East Coast earthquake reveals regional nuclear dangers

A nuclear power plant that was shut down after an earthquake struck central Virginia Aug. 23 had seismographs removed in the 1990s to save money. Officials said that the North Anna Power Station, which has two reactors, lost offsite power and switched to diesel generators to maintain cooling operations after the 5.9 quake. The North Anna plant, which was near the epicenter of the quake, is reportedly located on a fault line. The US Nuclear Regulatory Commission (NRC) rates the plant as the seventh most likely to receive core damage from a quake, although it says the odds are very low. According to the Virginia Department of Mines, Minerals and Energy (DMME), the Virginia Tech Seismological Observatory (VTSO) removed all seismographs from around the plant in the 1990s due to budget cuts. In February, Dominion Virginia Power announced plans to add a third reactor at the plant. (Raw Story, Aug. 23)

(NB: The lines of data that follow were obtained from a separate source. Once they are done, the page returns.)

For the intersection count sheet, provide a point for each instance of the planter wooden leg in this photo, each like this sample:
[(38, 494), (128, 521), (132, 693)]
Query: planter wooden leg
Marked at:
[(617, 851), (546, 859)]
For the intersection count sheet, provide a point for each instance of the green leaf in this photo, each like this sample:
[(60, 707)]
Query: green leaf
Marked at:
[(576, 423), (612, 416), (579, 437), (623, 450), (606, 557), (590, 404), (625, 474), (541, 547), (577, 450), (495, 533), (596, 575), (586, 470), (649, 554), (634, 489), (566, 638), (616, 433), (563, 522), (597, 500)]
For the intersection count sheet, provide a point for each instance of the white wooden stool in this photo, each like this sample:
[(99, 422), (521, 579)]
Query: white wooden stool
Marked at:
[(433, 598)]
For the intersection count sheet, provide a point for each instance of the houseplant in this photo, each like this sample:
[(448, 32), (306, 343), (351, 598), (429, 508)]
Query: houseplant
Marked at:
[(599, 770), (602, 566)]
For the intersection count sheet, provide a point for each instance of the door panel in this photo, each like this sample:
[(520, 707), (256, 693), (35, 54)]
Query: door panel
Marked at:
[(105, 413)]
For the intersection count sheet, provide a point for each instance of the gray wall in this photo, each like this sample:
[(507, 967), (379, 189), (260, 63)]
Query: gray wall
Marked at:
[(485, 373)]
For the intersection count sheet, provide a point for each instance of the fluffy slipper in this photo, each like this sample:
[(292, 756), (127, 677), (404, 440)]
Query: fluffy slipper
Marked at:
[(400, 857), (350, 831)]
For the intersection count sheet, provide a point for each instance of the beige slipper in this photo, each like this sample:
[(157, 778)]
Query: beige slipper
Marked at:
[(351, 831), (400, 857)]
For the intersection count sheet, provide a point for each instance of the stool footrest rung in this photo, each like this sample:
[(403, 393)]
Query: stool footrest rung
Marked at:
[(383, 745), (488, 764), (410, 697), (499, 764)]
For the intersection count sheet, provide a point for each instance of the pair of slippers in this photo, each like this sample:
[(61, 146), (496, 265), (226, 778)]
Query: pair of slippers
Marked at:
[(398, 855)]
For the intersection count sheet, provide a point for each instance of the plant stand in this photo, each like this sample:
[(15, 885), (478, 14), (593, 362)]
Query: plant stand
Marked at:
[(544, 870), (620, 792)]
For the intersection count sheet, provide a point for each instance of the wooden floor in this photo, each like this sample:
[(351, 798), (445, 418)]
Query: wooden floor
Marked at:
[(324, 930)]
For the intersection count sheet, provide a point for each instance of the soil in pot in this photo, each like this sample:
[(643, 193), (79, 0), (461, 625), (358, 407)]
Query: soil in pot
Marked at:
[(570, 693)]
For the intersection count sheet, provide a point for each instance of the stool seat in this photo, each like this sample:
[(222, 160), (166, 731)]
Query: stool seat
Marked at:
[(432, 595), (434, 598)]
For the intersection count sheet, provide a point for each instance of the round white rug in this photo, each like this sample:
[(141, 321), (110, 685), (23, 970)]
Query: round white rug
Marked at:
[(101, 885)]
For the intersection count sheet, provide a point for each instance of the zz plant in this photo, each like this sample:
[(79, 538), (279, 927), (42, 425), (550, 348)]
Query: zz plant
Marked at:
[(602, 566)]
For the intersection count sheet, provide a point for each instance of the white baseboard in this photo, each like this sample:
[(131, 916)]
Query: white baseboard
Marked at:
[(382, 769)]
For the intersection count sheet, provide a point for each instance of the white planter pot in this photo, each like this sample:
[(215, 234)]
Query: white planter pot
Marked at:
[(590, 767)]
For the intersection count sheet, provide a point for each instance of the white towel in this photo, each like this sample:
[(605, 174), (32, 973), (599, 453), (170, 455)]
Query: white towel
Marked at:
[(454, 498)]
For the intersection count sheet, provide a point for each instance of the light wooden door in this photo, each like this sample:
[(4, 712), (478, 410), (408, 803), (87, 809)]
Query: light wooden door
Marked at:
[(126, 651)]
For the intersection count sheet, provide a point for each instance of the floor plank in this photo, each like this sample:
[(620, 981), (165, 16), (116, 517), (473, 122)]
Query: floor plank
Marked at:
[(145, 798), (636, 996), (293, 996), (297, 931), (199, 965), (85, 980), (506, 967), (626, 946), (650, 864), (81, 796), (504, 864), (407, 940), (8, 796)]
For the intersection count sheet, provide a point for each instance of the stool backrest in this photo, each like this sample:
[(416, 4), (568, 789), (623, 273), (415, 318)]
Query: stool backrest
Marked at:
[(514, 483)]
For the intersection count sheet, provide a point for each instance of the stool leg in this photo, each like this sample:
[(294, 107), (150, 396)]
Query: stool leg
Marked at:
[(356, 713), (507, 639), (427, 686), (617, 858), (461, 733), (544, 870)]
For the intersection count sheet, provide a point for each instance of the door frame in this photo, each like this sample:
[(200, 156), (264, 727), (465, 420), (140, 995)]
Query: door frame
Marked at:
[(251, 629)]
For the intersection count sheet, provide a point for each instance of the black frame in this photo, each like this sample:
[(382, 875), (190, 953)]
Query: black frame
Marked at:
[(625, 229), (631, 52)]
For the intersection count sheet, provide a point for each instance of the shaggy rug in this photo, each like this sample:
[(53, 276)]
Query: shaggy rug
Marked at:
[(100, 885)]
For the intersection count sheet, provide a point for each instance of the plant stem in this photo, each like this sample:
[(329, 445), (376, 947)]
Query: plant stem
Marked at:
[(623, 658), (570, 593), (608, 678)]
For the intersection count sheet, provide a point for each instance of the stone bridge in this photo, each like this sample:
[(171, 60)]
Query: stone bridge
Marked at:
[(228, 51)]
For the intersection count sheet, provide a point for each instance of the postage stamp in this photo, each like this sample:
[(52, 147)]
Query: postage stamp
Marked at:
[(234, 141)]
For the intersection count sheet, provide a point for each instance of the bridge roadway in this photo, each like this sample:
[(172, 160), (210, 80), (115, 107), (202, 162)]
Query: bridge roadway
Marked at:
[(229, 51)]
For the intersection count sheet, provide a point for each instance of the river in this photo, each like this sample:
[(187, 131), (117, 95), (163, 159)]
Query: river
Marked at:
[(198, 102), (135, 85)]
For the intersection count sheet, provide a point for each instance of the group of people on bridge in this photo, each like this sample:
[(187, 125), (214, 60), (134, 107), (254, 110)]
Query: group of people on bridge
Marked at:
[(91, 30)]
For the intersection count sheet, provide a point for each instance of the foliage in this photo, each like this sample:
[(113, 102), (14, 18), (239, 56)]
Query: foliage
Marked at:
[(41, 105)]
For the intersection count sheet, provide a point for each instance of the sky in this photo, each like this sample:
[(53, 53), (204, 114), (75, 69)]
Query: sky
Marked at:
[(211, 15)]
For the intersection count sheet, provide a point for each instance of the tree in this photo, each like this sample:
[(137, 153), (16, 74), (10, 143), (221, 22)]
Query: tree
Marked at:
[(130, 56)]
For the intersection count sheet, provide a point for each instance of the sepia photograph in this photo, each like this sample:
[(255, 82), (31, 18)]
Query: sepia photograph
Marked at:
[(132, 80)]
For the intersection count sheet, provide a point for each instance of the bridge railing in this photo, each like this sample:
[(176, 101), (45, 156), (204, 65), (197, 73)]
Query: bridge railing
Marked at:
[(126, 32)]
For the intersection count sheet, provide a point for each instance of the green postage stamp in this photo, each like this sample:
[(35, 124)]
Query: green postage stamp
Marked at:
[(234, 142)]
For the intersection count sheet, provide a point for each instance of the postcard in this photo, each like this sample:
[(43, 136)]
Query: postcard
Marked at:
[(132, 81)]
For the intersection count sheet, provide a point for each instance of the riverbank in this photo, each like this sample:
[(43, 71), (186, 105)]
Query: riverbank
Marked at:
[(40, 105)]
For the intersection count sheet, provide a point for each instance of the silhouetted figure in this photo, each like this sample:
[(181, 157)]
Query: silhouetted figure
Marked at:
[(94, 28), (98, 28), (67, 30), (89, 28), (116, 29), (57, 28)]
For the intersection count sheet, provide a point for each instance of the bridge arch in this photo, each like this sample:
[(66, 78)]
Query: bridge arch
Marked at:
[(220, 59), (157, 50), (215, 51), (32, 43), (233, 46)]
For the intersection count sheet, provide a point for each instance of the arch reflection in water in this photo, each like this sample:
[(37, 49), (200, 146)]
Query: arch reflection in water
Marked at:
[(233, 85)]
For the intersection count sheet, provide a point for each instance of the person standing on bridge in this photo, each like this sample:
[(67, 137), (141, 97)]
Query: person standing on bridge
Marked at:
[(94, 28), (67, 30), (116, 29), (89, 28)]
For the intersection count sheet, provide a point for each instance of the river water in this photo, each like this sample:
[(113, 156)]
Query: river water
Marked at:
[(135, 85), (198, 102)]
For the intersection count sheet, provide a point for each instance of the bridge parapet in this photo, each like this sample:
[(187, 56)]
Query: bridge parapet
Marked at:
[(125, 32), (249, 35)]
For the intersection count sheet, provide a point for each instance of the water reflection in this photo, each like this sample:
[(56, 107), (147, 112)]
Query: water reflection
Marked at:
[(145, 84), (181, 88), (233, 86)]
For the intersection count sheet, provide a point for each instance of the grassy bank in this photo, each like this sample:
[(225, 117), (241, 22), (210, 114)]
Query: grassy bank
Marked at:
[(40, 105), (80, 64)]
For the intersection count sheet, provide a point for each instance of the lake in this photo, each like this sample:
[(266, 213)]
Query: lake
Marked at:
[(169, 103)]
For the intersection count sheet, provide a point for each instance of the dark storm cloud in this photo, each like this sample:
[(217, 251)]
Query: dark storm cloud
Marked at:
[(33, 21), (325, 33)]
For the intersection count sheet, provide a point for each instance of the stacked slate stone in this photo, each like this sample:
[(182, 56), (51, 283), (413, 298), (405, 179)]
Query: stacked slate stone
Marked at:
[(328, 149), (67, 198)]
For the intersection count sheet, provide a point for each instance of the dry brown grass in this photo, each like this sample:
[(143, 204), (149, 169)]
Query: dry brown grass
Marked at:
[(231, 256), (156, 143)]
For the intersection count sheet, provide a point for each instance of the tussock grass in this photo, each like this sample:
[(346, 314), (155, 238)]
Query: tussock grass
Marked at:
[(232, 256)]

Exelon Corp. said that four of its nuclear power plants declared “unusual events” following the earthquake. Exelon’s Limerick plant near Philadelphia; Oyster Creek plant near Toms River, NJ; Peach Bottom plant near Lancaster, Pa.;, and Three Mile Island Unit 1 near Harrisburg, Pa., all declared “unusual events,” the lowest of four emergency classifications used by the NRC. Plant operators are inspecting facilities and equipment to check for any damage or impacts, an Exelon spokesperson said. (Dow Jones, Aug. 23)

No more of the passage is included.